Journal of the Institute for the Study of Legal Ethics

Publication Date



Just short of 30 years ago, a man who has been for some years a prominent member of this University's law faculty, published one of the most famous law review articles ever written. Then on the George Washington law faculty, Monroe Freedman shocked many members of bench, bar, and academy with his affirmative answers to what he labeled "the three hardest questions":

1. Is it proper to cross-examine for the purpose of discrediting the reliability or credibility of an adverse witness whom you know to be telling the truth?

2. Is it proper to put a witness on the stand when you know he will commit perjury?

3. Is it proper to give your client legal advice when you have reason to believe that the knowledge you give him will tempt him to commit perjury?

Without making a statistical check, it is safe to say that few, if any, law journal essays have led to as much debate, attack, and quotation in texts. The outraged responses descended to an assault by several judges, with then Judge Warren E. Burger notably among them, proposing Professor Freedman's suspension or disbarment. The furor may be taken as testimony to some courage on Professor Freedman's part in supporting positions so likely to draw fire from respectable people.

Whatever accounts for the interest in Professor Freedman's foray has not abated. Despite the general rejection of his position, important defenders still appear.3 One has the uneasy feeling, moreover, that the key choice Freedman posited - between helping and deserting a perjurious client - has never found a happy resolution. In any event, whatever any other "one" has been thinking, I have not found for myself an easy way to answer his questions. The generous invitation to participate in this Symposium served to supply a good occasion to revisit the subject and settle it, at least for me, once and for all. The consequence was a course of longer and more strenuous brooding than I'd bargained for.
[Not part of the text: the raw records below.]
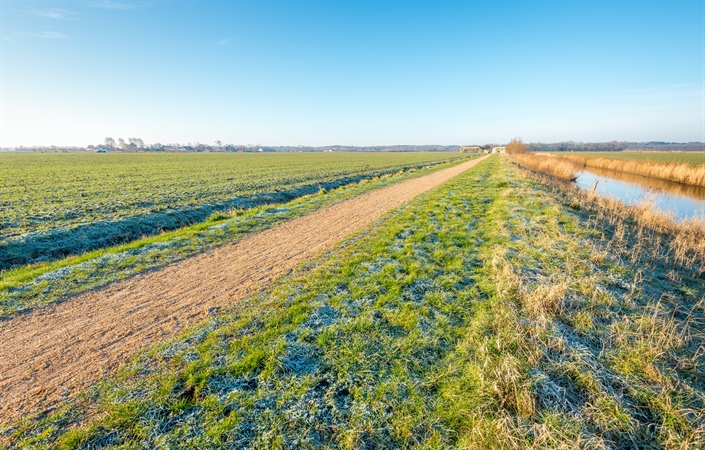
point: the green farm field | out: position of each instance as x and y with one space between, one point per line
496 311
693 158
56 205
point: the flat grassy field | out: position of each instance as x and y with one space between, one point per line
493 312
30 286
56 205
694 158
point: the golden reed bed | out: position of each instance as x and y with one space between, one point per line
678 172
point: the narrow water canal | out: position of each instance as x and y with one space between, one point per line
682 200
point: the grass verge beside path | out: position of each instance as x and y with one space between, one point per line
32 286
53 206
492 312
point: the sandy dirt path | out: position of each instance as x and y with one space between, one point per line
53 352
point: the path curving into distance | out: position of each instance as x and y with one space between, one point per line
53 352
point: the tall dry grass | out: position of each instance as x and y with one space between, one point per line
547 164
657 233
679 172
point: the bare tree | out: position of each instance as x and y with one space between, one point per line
516 146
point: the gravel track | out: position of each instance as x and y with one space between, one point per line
51 353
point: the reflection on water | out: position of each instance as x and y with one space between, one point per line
682 200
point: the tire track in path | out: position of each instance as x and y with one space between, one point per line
51 353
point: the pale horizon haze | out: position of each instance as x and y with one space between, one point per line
351 72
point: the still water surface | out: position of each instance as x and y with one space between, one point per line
682 200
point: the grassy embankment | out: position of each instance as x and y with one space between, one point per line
55 205
493 312
25 288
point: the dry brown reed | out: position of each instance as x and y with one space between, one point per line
657 232
678 172
557 167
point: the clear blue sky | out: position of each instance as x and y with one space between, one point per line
352 72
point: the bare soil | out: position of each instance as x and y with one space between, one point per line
51 353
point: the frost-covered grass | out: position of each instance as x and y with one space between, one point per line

And the result, even in my favorably disposed judgment, seems a good deal more modest than all that effort should have achieved.

For better or worse, however, I want to report the result, and burden you in the process with some of the ground I've covered in the course of reaching it. Briefly stated, my conclusion is that Professor Freedman's questions, for all the continuing ruckus they created, are really either moot or immaterial. They have served as substitutes for, or diversions from, a broader and more fundamental question, namely, whether it is good or even acceptable that criminal lawyers, supposedly to defend the rights of the innocent, should routinely and expectably be engaged in thwarting the search for the truth in the courtroom. My answer to that question is No.

Stated in fuller detail, my answer could be framed as a rule. I quote as follows:

It shall be improper for an attorney who knows beyond a reasonable doubt the truth of a fact established in the state's case to attempt to refute that fact through the introduction of evidence, impeachment of evidence, or argument.

Having said "my answer" would follow the quoted rule, I should add instantly that the quotation is from a law journal article published some eight years ago by Professor Harry I. Subin, and that I wound up agreeing with his conclusion after many hours of reading and trying to think. This leads fairly to the question why I should be submitting this additional essay if in the end I simply agree with Professor Subin. My answer is that there are two or three justifications for doing this:

First, and most important, eight whole years after the way was lighted, we seem no closer to accepting Professor Subin's sound conclusion than we were when he stated it. The notion that criminal defense lawyers, of all people, owe a duty not to obstruct the search for the truth remains a heresy, both in theory and in practice.

Second, my different route to Professor Subin's conclusion, and some observations along the way, may add a mite of support to the position.

Third, circuses like the O.J. Simpson trial may trigger sentiments among the laity that lawyers ought to promote rather than obstruct the truth. More of us ought to be prepared to face that contingency.